С горя я пошел пить пиво. Еще со времен писания диплома в Институте кибернетики АН УССР у меня была любимая точка в конце Крещатика. Народу там было многовато. Но возле отхлебывавшего пиво лейтенанта никого не наблюдалось. Причина была видна невооруженным глазом. По бордовому околышку фуражки было видно, что парень — офицер ВВ, внутренних войск, или в просторечии “рэкс”. Реакция на него посетителей пивной была совершенно обычной. В общем-то хорошо еще, что не били. В бытность мою в армии после торжественных собраний представителей гарнизона наш ротный всегда пытался увести нас первыми, поскольку обычно потом на выходе из театра завязывалась драка армейских с “рэксами”. Насколько я помню, никакие увещевания и разговоры о том, что, “если есть исправительно-трудовые учреждения, их кто-то должен охранять”, ни на кого не действовали. После следующего праздника и собрания происходила очередная рукопашная с вэвэшниками.
А те, по моим наблюдениям, подобно любым представителям замкнутой касты, выстраивали свой собственный мир со своей иерархией понятий и ценностей. Один мой приятель, курсант из училища внутренних войск, к примеру, гордо называл свое учебное заведение его прежним именем — Школа начсостава войск НКВД имени товарища Берии. И рассказывал, как там гордились тем, что госэкзамены у них необычные, бег на разные дистанции, и что, пытаясь получить лучшие оценки, некоторые умирают на бегу. Не лучшим образом сказывалось на настроениях и характерах офицеров ВВ то, что они продвигались по службе куда медленнее своих армейских коллег. А над теми, кто охранял зоны, ко всем прочим бедам постоянно висела угроза за нарушение закона самому стать зэком.
Настроение лейтенанта, к которому я подошел со своей кружкой, было именно таким — характерно пасмурным. Но он обрадовался собеседнику, знакомому с проблемами вэвэшников и понимающему их жаргон. “Косятся вот на меня,— пожаловался он,— а я не конвойник, а спец, понимаешь?” Спецами в ВВ называли части по охране объектов особой важности — атомных станций, заводов по производству ядерного оружия и т. д. и т. п. Слово за слово — оказалось, что парень командует взводом в полку, охраняющем Чернобыльскую АЭС и 30-километровую зону вокруг нее. Я удивился: “Каким взводом? Ведь писали, что станцию и зону вокруг охраняют сверхсрочники”. Лейтенант разозлился: “Лапшу вам вешают на уши. У нас целый полк солдат срочной службы”. У меня челюсть отвисла: “А они не умирают?” Лейтенант просто взвился: “Только когда домой возвращаются. В полку с отчетностью все идеально”.

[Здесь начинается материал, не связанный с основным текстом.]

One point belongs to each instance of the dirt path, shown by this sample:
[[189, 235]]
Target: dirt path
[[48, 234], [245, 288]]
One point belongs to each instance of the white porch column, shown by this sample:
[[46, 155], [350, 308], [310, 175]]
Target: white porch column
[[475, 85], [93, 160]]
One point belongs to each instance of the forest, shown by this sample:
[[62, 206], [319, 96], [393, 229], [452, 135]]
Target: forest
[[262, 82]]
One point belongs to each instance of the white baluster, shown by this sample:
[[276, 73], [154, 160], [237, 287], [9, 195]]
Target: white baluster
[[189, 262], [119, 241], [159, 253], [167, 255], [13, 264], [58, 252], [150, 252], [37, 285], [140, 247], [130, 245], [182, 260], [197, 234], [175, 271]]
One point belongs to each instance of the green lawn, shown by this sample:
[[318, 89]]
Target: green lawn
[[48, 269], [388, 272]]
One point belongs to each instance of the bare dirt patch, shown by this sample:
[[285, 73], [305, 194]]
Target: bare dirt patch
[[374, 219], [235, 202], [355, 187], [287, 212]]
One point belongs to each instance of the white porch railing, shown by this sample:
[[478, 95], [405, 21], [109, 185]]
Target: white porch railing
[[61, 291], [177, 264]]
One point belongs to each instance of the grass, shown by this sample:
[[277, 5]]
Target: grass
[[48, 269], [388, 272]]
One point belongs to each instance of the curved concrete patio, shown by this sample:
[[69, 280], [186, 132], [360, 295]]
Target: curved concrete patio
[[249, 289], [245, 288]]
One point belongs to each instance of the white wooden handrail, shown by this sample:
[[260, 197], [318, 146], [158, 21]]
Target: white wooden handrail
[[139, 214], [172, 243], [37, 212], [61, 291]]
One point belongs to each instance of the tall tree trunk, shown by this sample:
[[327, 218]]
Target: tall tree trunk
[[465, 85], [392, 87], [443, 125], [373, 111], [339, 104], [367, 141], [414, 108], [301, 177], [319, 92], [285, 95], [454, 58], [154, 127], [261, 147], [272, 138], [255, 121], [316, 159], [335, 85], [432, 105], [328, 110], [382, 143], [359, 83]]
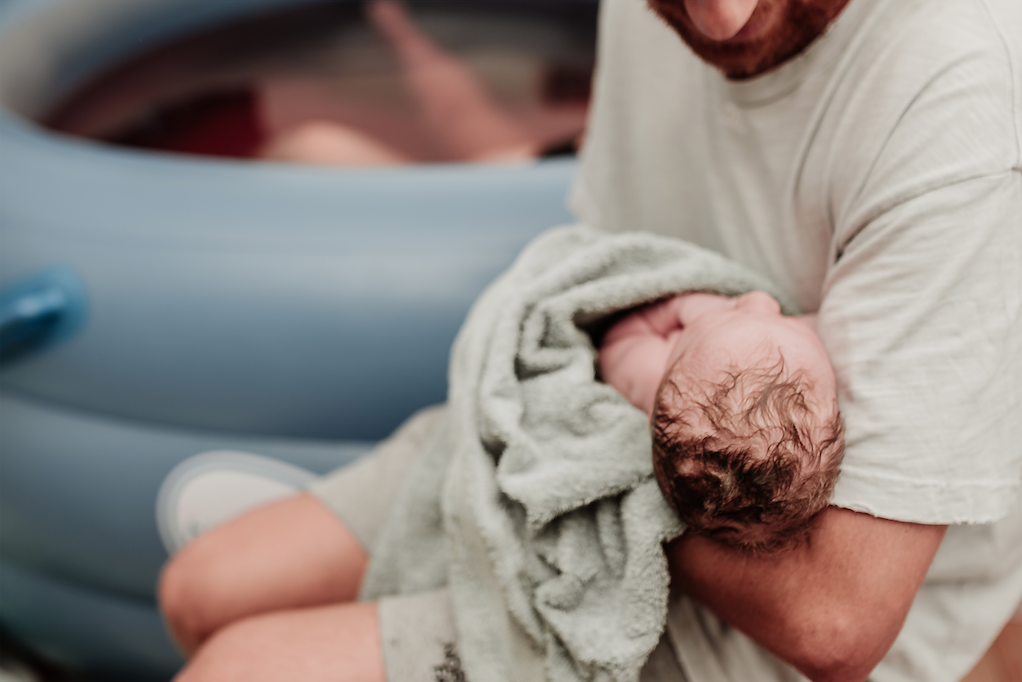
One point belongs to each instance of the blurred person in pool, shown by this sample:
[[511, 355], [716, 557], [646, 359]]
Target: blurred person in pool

Это была тема для “Комсомольской правды”. Лейтенант показал вход в штаб округа внутренних войск и потихоньку ретировался. А я пошел беседовать с главным политработником. Ничего, кроме отказа в посещении чернобыльского полка, я не ожидал. Но генерал вдруг сказал, что машина и сопровождающий будут ждать меня утром у гостиницы. И это в точности было выполнено. Правда, попутчиков было двое. На заднем сиденье УАЗа сидел немолодой офицер, воспользовавшийся этой оказией, чтобы попасть в свою часть в Чернобыле. Это и был майор.
Чернобыль
Общий язык мы нашли буквально с первой минуты. Майор оказался хорошо знаком с моим научным руководителем, так что база для приятельства оказалась более чем достаточной. Подполковник из политуправления быстро учуял, куда дует ветер, и предложил майору опекать меня. Доставив нас в полк, он быстренько укатил обратно в Киев.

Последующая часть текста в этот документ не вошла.